Domain adaptation leverages the knowledge in one domain-the source domain-to improve learning efficiency in another domain-the target domain. Existing heterogeneous domain adaptation research is relatively well-progressed but only in situations where the target domain contains at least a few labeled instances. In contrast, heterogeneous domain adaptation with an unlabeled target domain has not been well-studied. To contribute to the research in this emerging field, this article presents: 1) an unsupervised knowledge transfer theorem that guarantees the correctness of transferring knowledge and 2) a principal angle-based metric to measure the distance between two pairs of domains: one pair comprises the original source and target domains and the other pair comprises two homogeneous representations of two domains. The theorem and the metric have been implemented in an innovative transfer model, called a Grassmann-linear monotonic maps-geodesic flow kernel (GLG), which is specifically designed for heterogeneous unsupervised domain adaptation (HeUDA). The linear monotonic maps (LMMs) meet the conditions of the theorem and are used to construct homogeneous representations of the heterogeneous domains. The metric shows the extent to which the homogeneous representations have preserved the information in the original source and target domains. By minimizing the proposed metric, the GLG model learns the homogeneous representations of heterogeneous domains and transfers knowledge through these learned representations via a geodesic flow kernel (GFK). To evaluate the model, five public data sets were reorganized into ten HeUDA tasks across three applications: cancer detection, the credit assessment, and text classification. The experiments demonstrate that the proposed model delivers superior performance over the existing baselines.
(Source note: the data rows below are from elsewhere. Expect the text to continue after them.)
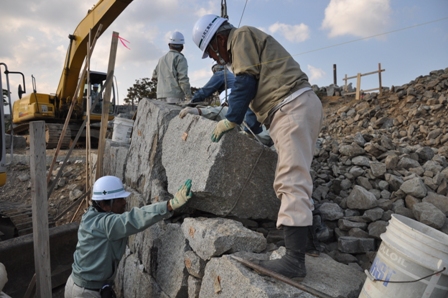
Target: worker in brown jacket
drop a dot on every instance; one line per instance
(272, 84)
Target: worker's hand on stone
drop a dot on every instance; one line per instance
(245, 133)
(221, 128)
(182, 195)
(188, 110)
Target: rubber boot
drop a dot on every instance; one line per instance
(292, 264)
(313, 247)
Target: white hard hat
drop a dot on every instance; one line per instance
(109, 188)
(217, 67)
(222, 96)
(204, 29)
(177, 38)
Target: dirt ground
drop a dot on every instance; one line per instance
(16, 194)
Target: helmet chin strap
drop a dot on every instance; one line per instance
(221, 60)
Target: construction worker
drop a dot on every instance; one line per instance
(218, 82)
(95, 94)
(218, 113)
(272, 83)
(171, 73)
(103, 233)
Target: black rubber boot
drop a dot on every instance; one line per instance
(292, 264)
(313, 247)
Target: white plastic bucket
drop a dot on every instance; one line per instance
(409, 251)
(122, 130)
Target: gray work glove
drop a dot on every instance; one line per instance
(188, 110)
(182, 195)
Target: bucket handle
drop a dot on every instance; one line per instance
(372, 278)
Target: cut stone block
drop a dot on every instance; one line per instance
(210, 237)
(232, 177)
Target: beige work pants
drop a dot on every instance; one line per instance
(294, 130)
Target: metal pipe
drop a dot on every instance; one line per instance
(282, 278)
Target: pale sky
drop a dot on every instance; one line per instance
(408, 37)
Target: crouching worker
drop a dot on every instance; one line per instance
(103, 232)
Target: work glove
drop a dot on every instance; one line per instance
(182, 195)
(221, 128)
(188, 110)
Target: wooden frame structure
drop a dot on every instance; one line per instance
(358, 82)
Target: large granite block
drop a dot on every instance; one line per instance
(233, 177)
(144, 171)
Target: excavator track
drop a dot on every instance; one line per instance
(18, 222)
(53, 132)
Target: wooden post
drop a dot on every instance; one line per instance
(106, 104)
(334, 75)
(345, 86)
(358, 86)
(72, 104)
(88, 113)
(40, 209)
(379, 77)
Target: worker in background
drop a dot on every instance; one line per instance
(103, 232)
(171, 73)
(218, 82)
(272, 83)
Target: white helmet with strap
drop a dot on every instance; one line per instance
(204, 29)
(177, 38)
(109, 188)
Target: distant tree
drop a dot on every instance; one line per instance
(142, 88)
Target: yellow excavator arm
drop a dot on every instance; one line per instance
(104, 12)
(53, 108)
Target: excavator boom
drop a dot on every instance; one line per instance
(104, 12)
(53, 108)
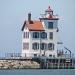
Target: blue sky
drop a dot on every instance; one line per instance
(14, 12)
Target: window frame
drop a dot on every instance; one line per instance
(51, 35)
(35, 46)
(43, 35)
(35, 35)
(50, 25)
(25, 45)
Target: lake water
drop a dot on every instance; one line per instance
(38, 72)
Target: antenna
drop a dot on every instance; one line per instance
(68, 50)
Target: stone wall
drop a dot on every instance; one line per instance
(18, 64)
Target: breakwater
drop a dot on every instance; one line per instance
(18, 64)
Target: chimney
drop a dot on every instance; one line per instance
(29, 17)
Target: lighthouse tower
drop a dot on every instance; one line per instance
(39, 38)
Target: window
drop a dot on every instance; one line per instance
(51, 35)
(43, 35)
(35, 55)
(25, 45)
(43, 46)
(35, 34)
(35, 46)
(26, 35)
(51, 46)
(50, 25)
(50, 55)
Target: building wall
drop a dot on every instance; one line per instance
(31, 52)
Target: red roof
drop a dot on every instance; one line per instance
(49, 9)
(34, 26)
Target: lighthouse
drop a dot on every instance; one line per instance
(39, 38)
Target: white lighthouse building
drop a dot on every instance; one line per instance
(39, 38)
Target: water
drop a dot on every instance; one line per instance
(38, 72)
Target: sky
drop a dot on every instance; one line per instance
(14, 12)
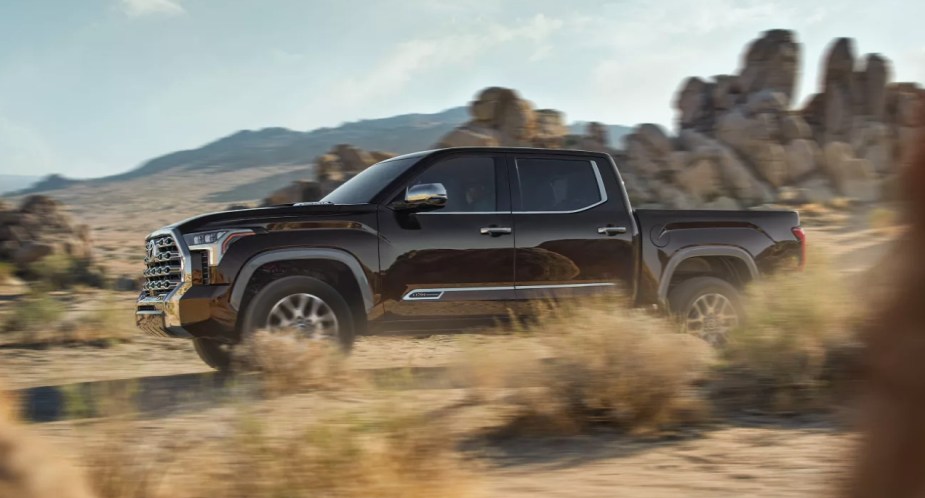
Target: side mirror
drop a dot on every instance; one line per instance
(424, 196)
域适应利用一个域(源域)中的知识来提高另一个域(目标域)中的学习效率。现有的异构域适应研究进展相对较好,但仅适用于目标域至少包含一些标记实例的情况。相比之下,具有未标记目标域的异构域适应尚未得到充分研究。为了推动这一新兴领域的研究,本文提出了:1)一个无监督知识转移定理,该定理保证了知识转移的正确性;2)一种基于主角度的度量,用于测量两对域之间的距离:一对包括原始源域和目标域,另一对包括两个域的两个同构表示。该定理和度量已在一个创新的转移模型中实现,该模型称为格拉斯曼线性单调映射-测地线流核(GLG),它是专门为异构无监督域适应(HeUDA)设计的。线性单调映射(LMM)满足定理条件,并用于构建异构域的同构表示。该度量显示了同构表示在多大程度上保留了原始源域和目标域中的信息。通过最小化所提出的度量,GLG模型学习异构域的同构表示,并通过测地线流核(GFK)通过这些学习到的表示转移知识。为了评估该模型,五个公共数据集被重新组织成跨三个应用的十个HeUDA任务:癌症检测、信用评估和文本分类。实验表明,所提出的模型比现有的基线模型具有更好的性能。